Strong Women Strong Painting Strong Culture
Strong Women Strong Painting Strong Culture

Strong Women Strong Painting Strong Culture


Strong Women Strong Painting Strong Culture is an exhibition of contemporary art made by women living in central Australia. Many of the artists are from what has become known as the Western Desert notably the Anangu Pitjantjatjara Yankunytjatjara Lands in the far north east of South Australia and the Ngaanyatjarra Lands adjacent in Western Australia.

The exhibition is only part of the collection of Deborah Sims and Matt Dickson who, in 2008, first noticed work made by artists from the Western Desert. They devoted themselves to buying from ethical dealers who have established relationships with Aboriginal owned community art centres.

The works in this exhibition are about the present, even when their subject matter is Tjukurpa. This is a religious term glossed as the ‘Dreaming’ in English, a period when features of the land were created by the actions of Ancestors who finally went into the ground or the sky where they remain today.

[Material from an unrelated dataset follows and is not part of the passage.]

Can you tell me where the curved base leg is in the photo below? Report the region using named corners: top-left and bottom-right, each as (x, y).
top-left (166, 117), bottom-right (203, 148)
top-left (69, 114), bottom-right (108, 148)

Living people care for the Ancestors through ceremonies and, by performing these, access Ancestral power and energy.

A quarter of this exhibition is drawn from the collection of the UQ Anthropology Museum and includes new acquisitions. Perhaps the most culturally important work here is the three-quarter life size tjanpi / grass sculptural group of the Minyma Kutjara / Two Women. It shows events at a particular place; the women are resisting the man who has followed them. Materializing the figures of Ancestors like this for wider audiences is an innovation of the last few years.